Он обнял меня, рука его скользнула по спине, я ее перехватила - комплексую: у меня между лопаток кожа жесткая, поры постоянно забиваются мелким просом угрей, что я только не делала, но туда же трудно достать, а вот на груди кожа гладкая, атласная. Вот пусть ее и трогает. Я вообще с разбором позволяю мужикам грудь мою мацать. Этот - осторожный, напуганный, сильно мять не будет, я хочу, чтоб грудь долго «стояла», а если ее мять, как Зюзя, то она скоро просто в тесто превратится и обвиснет. Зюзя бывал грубым, диким, но бывал и странно нежным, по крайней мере, то, что он мне дал, я не испытала ни с кем. Это вообще была чудовищная авантюра, это меня Репецкий научил – пробовать все в жизни, коллекционировать мурашки на коже, но я не умею просто коллекционировать, вместо мурашек получаю какие-то чудовищные переживания, псориазные! И Зюзю я решила попробовать из-за Репецкого, хотелось притулиться к «хозяину жизни», погладить тигра. Бандиты – это же самые настоящие звери, рядом с ними страшно, как в зоопарке с открытыми клетками. Того и гляди – леопард или медведь вот с такими когтищами выскочит тобой полакомиться. Тут такие мурашки, что кожа похожа на терку кухонную! И все равно я захотела и попробовала этого зверо-человека, страшного, полубезумного. Я лежала, зажмурившись, он покрывал меня поцелуями, и у меня было такое ощущение, словно меня обнюхивает огромный волк. Он дал мне безумный, совершенно звериный накал секса, искусал всю, измял, довел наслаждение до боли, а боль - до оргазма. Наверно, где-то во мне сидит и мазохистка. А еще он любил трахаться «с подливкой», ну - когда месячные, там все хлюпает, кровать в крови, вид как из голливудского ужастика!

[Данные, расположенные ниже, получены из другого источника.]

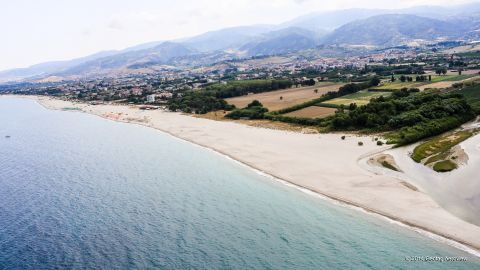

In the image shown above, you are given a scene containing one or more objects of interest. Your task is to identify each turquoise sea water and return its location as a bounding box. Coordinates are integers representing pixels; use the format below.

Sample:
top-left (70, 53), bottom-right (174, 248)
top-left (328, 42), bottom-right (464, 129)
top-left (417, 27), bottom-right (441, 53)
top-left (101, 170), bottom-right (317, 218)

top-left (0, 99), bottom-right (480, 269)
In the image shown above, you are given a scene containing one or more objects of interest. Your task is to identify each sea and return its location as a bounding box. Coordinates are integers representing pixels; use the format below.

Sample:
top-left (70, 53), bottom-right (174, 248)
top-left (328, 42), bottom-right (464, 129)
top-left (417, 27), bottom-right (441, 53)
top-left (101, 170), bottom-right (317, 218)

top-left (0, 98), bottom-right (480, 270)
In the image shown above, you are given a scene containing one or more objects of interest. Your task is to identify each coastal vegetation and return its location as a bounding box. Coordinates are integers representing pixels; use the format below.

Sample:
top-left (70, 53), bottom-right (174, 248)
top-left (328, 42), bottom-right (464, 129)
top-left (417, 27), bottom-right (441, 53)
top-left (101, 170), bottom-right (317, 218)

top-left (225, 100), bottom-right (268, 120)
top-left (412, 131), bottom-right (473, 164)
top-left (411, 129), bottom-right (478, 172)
top-left (167, 80), bottom-right (293, 114)
top-left (167, 91), bottom-right (234, 114)
top-left (201, 80), bottom-right (293, 98)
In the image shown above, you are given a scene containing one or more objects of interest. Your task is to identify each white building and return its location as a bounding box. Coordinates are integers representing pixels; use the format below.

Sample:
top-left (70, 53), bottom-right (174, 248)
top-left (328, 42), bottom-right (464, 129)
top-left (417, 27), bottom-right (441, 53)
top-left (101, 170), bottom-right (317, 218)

top-left (147, 95), bottom-right (155, 103)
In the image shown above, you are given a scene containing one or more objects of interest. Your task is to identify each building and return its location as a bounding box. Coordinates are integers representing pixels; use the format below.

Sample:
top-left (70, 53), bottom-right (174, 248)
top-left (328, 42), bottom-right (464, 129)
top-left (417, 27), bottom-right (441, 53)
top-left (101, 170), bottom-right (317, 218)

top-left (147, 95), bottom-right (155, 103)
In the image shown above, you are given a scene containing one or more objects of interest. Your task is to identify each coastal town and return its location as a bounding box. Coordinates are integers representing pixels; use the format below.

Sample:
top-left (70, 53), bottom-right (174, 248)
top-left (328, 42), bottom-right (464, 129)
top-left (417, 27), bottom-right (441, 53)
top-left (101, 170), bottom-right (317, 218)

top-left (0, 44), bottom-right (480, 105)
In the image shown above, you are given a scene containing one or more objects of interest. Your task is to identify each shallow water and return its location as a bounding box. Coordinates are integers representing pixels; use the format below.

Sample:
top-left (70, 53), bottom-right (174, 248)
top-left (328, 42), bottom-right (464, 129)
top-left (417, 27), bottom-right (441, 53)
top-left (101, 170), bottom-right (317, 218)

top-left (0, 99), bottom-right (480, 269)
top-left (376, 130), bottom-right (480, 226)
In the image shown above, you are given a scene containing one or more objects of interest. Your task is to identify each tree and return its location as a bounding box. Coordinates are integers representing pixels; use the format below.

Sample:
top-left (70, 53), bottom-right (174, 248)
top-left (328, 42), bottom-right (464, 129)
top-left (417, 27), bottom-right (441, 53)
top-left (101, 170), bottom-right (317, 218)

top-left (370, 77), bottom-right (380, 86)
top-left (247, 100), bottom-right (263, 108)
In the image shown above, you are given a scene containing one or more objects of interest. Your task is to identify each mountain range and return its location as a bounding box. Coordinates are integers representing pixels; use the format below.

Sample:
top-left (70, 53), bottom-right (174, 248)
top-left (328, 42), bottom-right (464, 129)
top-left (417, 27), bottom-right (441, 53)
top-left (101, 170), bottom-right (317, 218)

top-left (0, 3), bottom-right (480, 82)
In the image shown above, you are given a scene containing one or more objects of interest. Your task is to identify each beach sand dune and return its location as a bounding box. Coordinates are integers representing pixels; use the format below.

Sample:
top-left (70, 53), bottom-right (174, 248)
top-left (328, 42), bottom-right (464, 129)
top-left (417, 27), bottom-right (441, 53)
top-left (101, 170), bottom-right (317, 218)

top-left (31, 97), bottom-right (480, 251)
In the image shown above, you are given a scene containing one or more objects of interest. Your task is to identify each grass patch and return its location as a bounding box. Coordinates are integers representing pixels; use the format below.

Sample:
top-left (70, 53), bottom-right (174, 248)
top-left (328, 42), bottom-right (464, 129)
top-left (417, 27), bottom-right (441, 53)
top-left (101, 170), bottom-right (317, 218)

top-left (458, 83), bottom-right (480, 114)
top-left (432, 74), bottom-right (475, 82)
top-left (411, 131), bottom-right (473, 163)
top-left (433, 160), bottom-right (458, 172)
top-left (381, 160), bottom-right (398, 172)
top-left (318, 91), bottom-right (391, 107)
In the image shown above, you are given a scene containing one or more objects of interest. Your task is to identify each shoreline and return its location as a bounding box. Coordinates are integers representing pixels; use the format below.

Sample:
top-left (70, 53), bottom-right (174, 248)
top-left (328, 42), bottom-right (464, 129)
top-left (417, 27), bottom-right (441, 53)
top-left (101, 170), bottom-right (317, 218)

top-left (5, 96), bottom-right (480, 257)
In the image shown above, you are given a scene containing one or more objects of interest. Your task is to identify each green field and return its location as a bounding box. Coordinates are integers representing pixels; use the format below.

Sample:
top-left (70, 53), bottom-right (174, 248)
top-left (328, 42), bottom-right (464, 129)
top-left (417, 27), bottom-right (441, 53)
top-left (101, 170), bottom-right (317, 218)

top-left (432, 75), bottom-right (475, 83)
top-left (458, 85), bottom-right (480, 113)
top-left (372, 81), bottom-right (430, 90)
top-left (318, 91), bottom-right (391, 107)
top-left (372, 75), bottom-right (475, 90)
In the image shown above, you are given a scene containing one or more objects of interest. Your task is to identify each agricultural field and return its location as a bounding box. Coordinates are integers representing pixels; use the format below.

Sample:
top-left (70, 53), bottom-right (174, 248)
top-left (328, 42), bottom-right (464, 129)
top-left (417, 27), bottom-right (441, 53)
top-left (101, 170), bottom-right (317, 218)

top-left (458, 82), bottom-right (480, 113)
top-left (319, 91), bottom-right (390, 106)
top-left (432, 73), bottom-right (475, 83)
top-left (285, 106), bottom-right (337, 118)
top-left (372, 74), bottom-right (478, 90)
top-left (372, 80), bottom-right (429, 90)
top-left (418, 75), bottom-right (480, 91)
top-left (225, 82), bottom-right (344, 111)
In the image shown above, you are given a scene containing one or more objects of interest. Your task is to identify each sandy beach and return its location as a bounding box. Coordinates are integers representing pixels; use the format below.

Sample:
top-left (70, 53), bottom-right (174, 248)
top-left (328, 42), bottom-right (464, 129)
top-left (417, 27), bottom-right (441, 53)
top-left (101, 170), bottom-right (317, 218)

top-left (17, 97), bottom-right (480, 255)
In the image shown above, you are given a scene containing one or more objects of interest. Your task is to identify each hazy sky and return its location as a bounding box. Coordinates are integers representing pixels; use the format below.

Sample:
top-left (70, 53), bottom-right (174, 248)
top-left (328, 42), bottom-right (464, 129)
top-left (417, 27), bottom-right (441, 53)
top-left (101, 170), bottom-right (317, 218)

top-left (0, 0), bottom-right (472, 70)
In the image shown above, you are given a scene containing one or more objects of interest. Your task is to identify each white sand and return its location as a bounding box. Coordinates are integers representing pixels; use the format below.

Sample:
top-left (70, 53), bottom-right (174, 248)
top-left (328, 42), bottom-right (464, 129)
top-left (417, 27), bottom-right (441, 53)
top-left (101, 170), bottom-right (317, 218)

top-left (21, 97), bottom-right (480, 251)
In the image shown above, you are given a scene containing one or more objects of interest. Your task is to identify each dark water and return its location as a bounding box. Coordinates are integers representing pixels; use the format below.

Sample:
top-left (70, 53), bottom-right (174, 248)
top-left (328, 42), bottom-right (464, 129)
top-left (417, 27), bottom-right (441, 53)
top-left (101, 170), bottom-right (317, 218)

top-left (0, 99), bottom-right (480, 269)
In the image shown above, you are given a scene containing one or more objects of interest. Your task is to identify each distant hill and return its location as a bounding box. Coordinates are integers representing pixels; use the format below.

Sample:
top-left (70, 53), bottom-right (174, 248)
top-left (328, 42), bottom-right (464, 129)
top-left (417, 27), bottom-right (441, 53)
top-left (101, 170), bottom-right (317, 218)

top-left (323, 14), bottom-right (468, 47)
top-left (240, 27), bottom-right (321, 56)
top-left (181, 25), bottom-right (273, 52)
top-left (280, 3), bottom-right (480, 31)
top-left (58, 42), bottom-right (196, 76)
top-left (0, 51), bottom-right (118, 82)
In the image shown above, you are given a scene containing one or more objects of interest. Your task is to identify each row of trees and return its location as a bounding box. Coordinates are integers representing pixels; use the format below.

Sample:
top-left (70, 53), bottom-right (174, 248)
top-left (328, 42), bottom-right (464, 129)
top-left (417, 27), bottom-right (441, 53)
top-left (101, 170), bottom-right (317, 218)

top-left (328, 89), bottom-right (475, 144)
top-left (204, 80), bottom-right (293, 98)
top-left (390, 75), bottom-right (432, 82)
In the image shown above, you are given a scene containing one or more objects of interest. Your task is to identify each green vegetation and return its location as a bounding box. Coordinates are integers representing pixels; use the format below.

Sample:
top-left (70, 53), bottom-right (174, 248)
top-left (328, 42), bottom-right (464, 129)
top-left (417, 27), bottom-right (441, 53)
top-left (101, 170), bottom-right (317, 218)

top-left (411, 131), bottom-right (474, 164)
top-left (168, 90), bottom-right (235, 114)
top-left (270, 78), bottom-right (380, 115)
top-left (381, 160), bottom-right (398, 172)
top-left (168, 80), bottom-right (293, 114)
top-left (204, 80), bottom-right (293, 98)
top-left (455, 82), bottom-right (480, 114)
top-left (330, 89), bottom-right (474, 145)
top-left (433, 160), bottom-right (458, 172)
top-left (432, 75), bottom-right (474, 82)
top-left (319, 91), bottom-right (391, 107)
top-left (225, 100), bottom-right (268, 120)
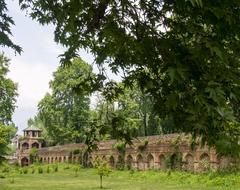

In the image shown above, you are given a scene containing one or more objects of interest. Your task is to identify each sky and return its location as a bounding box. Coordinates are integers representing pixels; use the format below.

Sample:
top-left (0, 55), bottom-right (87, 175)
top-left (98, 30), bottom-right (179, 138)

top-left (3, 0), bottom-right (119, 134)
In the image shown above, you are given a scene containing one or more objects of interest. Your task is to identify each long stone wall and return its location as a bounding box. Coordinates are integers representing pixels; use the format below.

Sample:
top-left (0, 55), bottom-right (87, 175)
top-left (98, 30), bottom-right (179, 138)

top-left (18, 134), bottom-right (231, 171)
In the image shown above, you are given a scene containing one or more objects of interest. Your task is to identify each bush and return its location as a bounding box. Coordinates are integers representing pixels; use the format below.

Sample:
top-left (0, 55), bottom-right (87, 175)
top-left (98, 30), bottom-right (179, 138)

top-left (138, 140), bottom-right (148, 151)
top-left (94, 159), bottom-right (112, 189)
top-left (114, 142), bottom-right (126, 154)
top-left (9, 177), bottom-right (15, 184)
top-left (63, 165), bottom-right (70, 170)
top-left (47, 166), bottom-right (50, 173)
top-left (22, 167), bottom-right (28, 174)
top-left (31, 166), bottom-right (35, 174)
top-left (38, 166), bottom-right (43, 174)
top-left (2, 164), bottom-right (10, 173)
top-left (53, 165), bottom-right (58, 172)
top-left (73, 166), bottom-right (79, 177)
top-left (72, 149), bottom-right (81, 155)
top-left (0, 173), bottom-right (6, 179)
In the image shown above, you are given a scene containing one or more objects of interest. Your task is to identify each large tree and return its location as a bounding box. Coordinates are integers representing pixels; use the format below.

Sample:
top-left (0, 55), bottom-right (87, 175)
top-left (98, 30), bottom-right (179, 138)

top-left (39, 58), bottom-right (95, 143)
top-left (20, 0), bottom-right (240, 155)
top-left (0, 54), bottom-right (17, 164)
top-left (0, 0), bottom-right (22, 53)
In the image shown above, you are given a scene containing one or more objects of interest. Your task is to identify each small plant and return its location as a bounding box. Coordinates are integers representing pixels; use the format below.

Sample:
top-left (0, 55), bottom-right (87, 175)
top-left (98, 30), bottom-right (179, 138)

top-left (53, 164), bottom-right (58, 172)
top-left (94, 158), bottom-right (112, 189)
top-left (47, 166), bottom-right (50, 174)
top-left (73, 166), bottom-right (80, 177)
top-left (9, 177), bottom-right (15, 184)
top-left (29, 147), bottom-right (38, 163)
top-left (63, 165), bottom-right (70, 170)
top-left (72, 149), bottom-right (81, 155)
top-left (2, 163), bottom-right (10, 173)
top-left (138, 140), bottom-right (148, 151)
top-left (23, 167), bottom-right (28, 174)
top-left (38, 166), bottom-right (43, 174)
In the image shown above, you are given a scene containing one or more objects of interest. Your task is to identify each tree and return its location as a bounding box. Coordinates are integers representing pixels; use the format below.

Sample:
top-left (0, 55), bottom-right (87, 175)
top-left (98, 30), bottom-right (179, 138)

top-left (0, 54), bottom-right (17, 125)
top-left (0, 54), bottom-right (17, 164)
top-left (0, 0), bottom-right (22, 54)
top-left (94, 158), bottom-right (112, 189)
top-left (0, 122), bottom-right (16, 164)
top-left (39, 58), bottom-right (95, 144)
top-left (20, 0), bottom-right (240, 155)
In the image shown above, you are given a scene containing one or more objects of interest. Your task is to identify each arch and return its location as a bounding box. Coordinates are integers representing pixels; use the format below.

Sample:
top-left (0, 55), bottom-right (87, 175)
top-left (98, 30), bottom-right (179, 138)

top-left (158, 154), bottom-right (166, 169)
top-left (109, 156), bottom-right (115, 168)
top-left (217, 155), bottom-right (230, 169)
top-left (185, 154), bottom-right (194, 171)
top-left (21, 157), bottom-right (29, 166)
top-left (168, 153), bottom-right (182, 169)
top-left (32, 142), bottom-right (39, 148)
top-left (137, 154), bottom-right (144, 170)
top-left (87, 156), bottom-right (93, 168)
top-left (117, 155), bottom-right (125, 169)
top-left (126, 155), bottom-right (133, 169)
top-left (147, 154), bottom-right (154, 169)
top-left (199, 153), bottom-right (210, 171)
top-left (22, 142), bottom-right (29, 149)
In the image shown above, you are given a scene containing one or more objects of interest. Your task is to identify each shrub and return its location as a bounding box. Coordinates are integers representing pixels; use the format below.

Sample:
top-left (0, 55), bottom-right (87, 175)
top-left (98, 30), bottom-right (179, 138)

top-left (32, 167), bottom-right (35, 174)
top-left (114, 142), bottom-right (126, 154)
top-left (2, 164), bottom-right (10, 173)
top-left (138, 140), bottom-right (148, 151)
top-left (94, 159), bottom-right (112, 189)
top-left (9, 177), bottom-right (15, 184)
top-left (47, 166), bottom-right (50, 173)
top-left (72, 149), bottom-right (81, 155)
top-left (73, 166), bottom-right (80, 177)
top-left (63, 165), bottom-right (70, 170)
top-left (53, 164), bottom-right (58, 172)
top-left (38, 166), bottom-right (43, 174)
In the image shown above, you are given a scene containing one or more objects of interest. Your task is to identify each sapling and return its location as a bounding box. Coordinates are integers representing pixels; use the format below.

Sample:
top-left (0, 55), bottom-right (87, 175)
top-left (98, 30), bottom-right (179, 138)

top-left (94, 158), bottom-right (112, 189)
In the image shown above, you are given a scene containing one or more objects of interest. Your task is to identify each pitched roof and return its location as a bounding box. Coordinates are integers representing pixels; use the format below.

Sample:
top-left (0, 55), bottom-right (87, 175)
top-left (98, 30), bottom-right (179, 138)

top-left (23, 125), bottom-right (42, 131)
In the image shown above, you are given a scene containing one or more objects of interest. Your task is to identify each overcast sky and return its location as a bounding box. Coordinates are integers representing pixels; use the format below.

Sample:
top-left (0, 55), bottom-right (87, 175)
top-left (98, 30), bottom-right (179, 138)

top-left (1, 0), bottom-right (113, 134)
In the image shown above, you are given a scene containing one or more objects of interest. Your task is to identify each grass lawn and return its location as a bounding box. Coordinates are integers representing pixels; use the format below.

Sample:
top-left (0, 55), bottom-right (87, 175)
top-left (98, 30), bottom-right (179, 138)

top-left (0, 165), bottom-right (240, 190)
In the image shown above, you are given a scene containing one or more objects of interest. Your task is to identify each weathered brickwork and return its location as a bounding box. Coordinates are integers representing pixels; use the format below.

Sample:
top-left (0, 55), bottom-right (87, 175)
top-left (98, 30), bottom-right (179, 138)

top-left (18, 134), bottom-right (231, 171)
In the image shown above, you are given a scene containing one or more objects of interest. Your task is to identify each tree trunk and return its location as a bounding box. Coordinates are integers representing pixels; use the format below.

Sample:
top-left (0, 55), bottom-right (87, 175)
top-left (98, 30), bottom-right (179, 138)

top-left (100, 175), bottom-right (102, 189)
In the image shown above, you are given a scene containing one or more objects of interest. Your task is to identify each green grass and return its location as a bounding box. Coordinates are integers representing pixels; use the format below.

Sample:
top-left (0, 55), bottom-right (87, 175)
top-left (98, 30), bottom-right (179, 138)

top-left (0, 165), bottom-right (240, 190)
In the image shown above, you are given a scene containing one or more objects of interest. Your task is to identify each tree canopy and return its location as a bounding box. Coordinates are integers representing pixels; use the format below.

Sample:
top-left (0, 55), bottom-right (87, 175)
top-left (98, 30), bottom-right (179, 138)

top-left (20, 0), bottom-right (240, 153)
top-left (0, 54), bottom-right (17, 164)
top-left (38, 58), bottom-right (95, 144)
top-left (0, 0), bottom-right (22, 53)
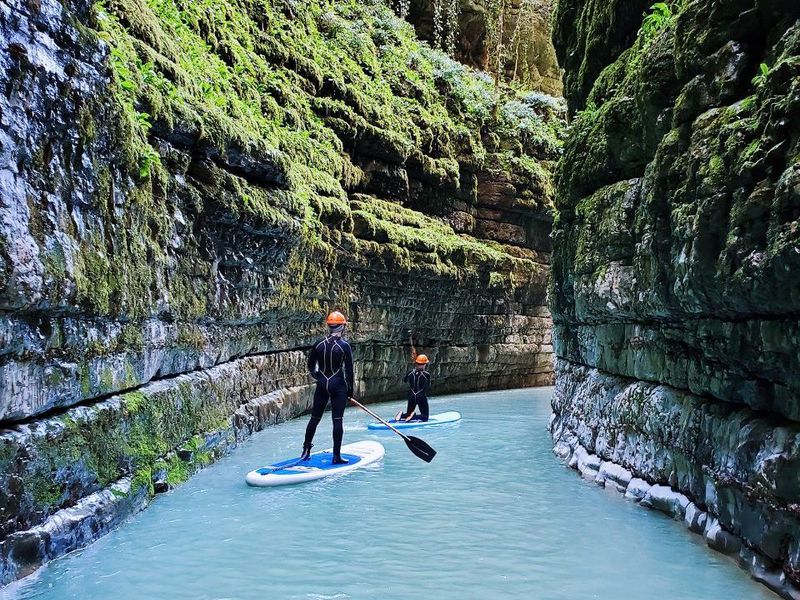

Я положила руку Артема себе на грудь, он тихонько сжал ее, его ладони были большие, красивые, я видела где-то скульптуру Родена «Рука Бога» - те же прекрасные длинные пальцы, великолепно вылепленная кисть с совершенно ненужными грубыми мозолями набитых суставов.
Артем напряженными руками касался лежащего рядом большого тела. Школьные
подруги на дискотеках сильно пахли потом и духами, а эта чужая женщина ничем не пахла, подмышки гладко выбриты, буфера большие, как у журнальных красоток, и загорелые! Прямо коричневые в полумраке, только по соскам тянулись светлые линии купальника. Артем трогал кончиками пальцев грудь Инессы, сильно сжать боялся. На ощупь грудь оказалась мягкой и зыбкой, а сосок большим, под пальцами затвердел и сделался бугристым. Кожа груди и внутренней поверхности ног - гладкая, как молоко, а за локтями и между лопаток - жесткая, в прыщиках. И еще ноги у нее колются – бреет, наверно. Наклонился, взял в рот сосок. Пососал. Женщина тяжело, с пристоном задышала. Артем поднял голову. Посмотрел на крупную, в коричневом загаре, в кефирных растяжках в области подмышки, грудь: сосок был похож на гриб-масленок - блестящий от слюны, шляпкой книзу, ножкой кверху, вокруг хороводом сбежались темные пупырышки.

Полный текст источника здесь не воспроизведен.